#4 Kamp Alanı

34 2 0
                                    

Kısa süreli yolun sonunda kamp alanına varmışlardı. Akşamın serinliği kamp alanındaki alev parçalarını etrafa savuruyordu. Kamyon'dan inen Sam arka tarafın kilidini açtı. Rose ve diğerleri kamyondan indi. Etraftaki sıcakkanlı insanlar, Rose'u memnuniyetle karşıladılar. Ron, Elizabeth'e seslendi;

- Rosa'a kalacağı yeri gösterir misin?

- Tabiki.

Rosa ve Elizabeth birkaç metre yürüdükten sonra eski bir kulübenin yanına geldiler. Elizabeth klubenin kapısını açtı ve Rosa'a şöyle dedi;

- Burada ufak bir soba, büyük bir dolap ve ranza var. İkimize yeteceğini umuyorum. Ranzanın alt tarafında uyuyorum. Üst tarafını da sen kullanırsın.

- Teşekkürler, Elizabeth.

Rose, tanıdık birilerini bulduğuna sevinsede hala mutsuzdu. Odasını aklına getirdi. Ne kadar büyük ve rahattı. Oysa Elizabeth'in büyük dediği dolap Rose'un odasındaki dolabın yarısı bile değildi. Rose üst kata çıktı ve yatağa uzandı.

- Ben diğerlerine yapılacak işlerde yardım ediyim, sen burada biraz dinlen.

Elizabeth, bunu söyledikten sonra kulübeden ayrıldı. Rose'un aklında hâlâ ailesi vardı. Yeniden gözleri doldu. Bu sefer göz yaşlarını silmek istemiyordu. Bir süre sessizce ağladıktan sonra farkına varmadan uykuya daldı.

Sabah olmuştu. Rose, uyandı ve merdivenlerden indi. Elizabeth, hala uyuyordu. Dışarı çıktı. Dışarıdakilerin kimi odun parçalıyor kimiyse tavşan pişiriyordu. Rose'un bu görüntüden sonra midesi bulandı. Tavşanları pişirmeyi bırakan Marie, Rose'un yanına geldi;

- Ee, nasıl gidiyor?

- Fena değil, sadece buralarda tuvalet var mı?

- Ah, tabiki. Şu ilerdeki kırmızı kulübe.
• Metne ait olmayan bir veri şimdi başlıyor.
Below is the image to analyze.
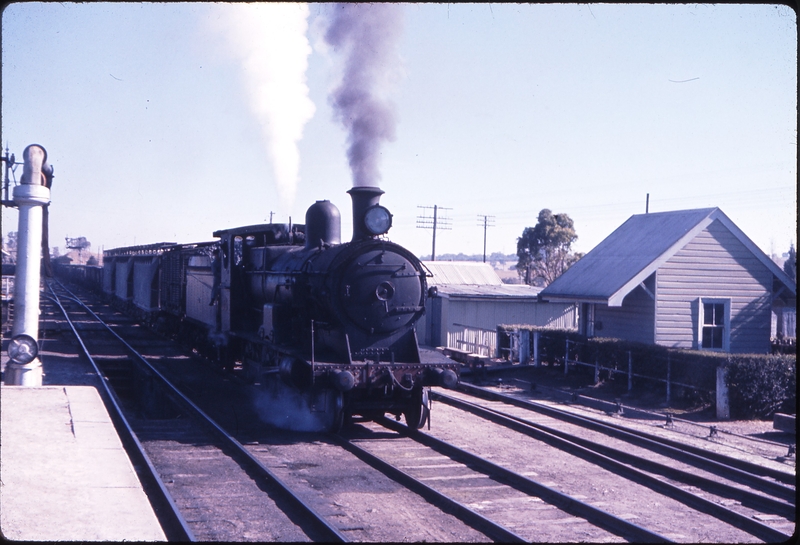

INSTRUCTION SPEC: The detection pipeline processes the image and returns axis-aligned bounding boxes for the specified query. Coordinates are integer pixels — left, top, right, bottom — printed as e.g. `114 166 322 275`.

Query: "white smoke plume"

diyerek gitmesi gereken yeri gösterdi. Rose, kulübye doğru ilerledi ve kapıyı açtı. İçerisi çok kötü kokuyordu. İçinden 'Sanırım bunlara artık alışmalıyım.' dedi. İşini bitirdikten sonra kulübeden ayrıldı ve Sam'in yanına gitti.

- Buralarda yardım edebileceğim bir şey var mı?

- İki saat sonra ava çıkacağız. İstersen bizimle gel.

- Tamam, teşekkürler.

Ardından Rose, Marie'nin yanına geldi ve yiyecek bir şeyin olup olmadığını sordu. Buna karşılık torbadan pişmiş tavşan eti çıkaran Marie'ye şaşkınlıkla baktı.

- Bak tatlım, artık bunlara alışmalısın. Bir süre sonra yemeğimiz kalmayınca birtek bunları yiyebileceğiz.

- Pekala, o zaman denemekten bir zarar gelmez.

diyerek burun kıvırarakta olsa tavşanın tadına baktı. Tadı pek hoşuna gitmesede Marie'ye belli etmek istemedi ve yuttu.

Rose, yemeğini bitirdikten sonra gündüz gözüyle kamp alanını incelemeye başladı. Geniş bir araziydi. Her taraf yemyeşil, uzun ağaçlarla doluydu. Kamp alanının büyük bir kısmı duvarlarla kaplıydı. Giriş kısmındaysa devasa bir kapı bulunuyordu. Yaklaşık kırk küsür kişi vardı. Her gece yarısı sırayla altı kişi nöbet tutardı. Rose, gezindiği sırada kendinden dört yaş büyük bir gençle karşılaştı ve ona şöyle seslendi;

- Merhaba, ben Rose. Buralarda yeniyim.

- Merhaba ben Victor. Aslında buradaki herkes yeni.

- Doğru. Peki senin buradaki görevin nedir?

- Genelde ava çıkanlarla birlikte giderim. Burada sandığın gibi herkesin belli bir görevi yok. Kim o gün neyle uğraşmak isterse onu yapar.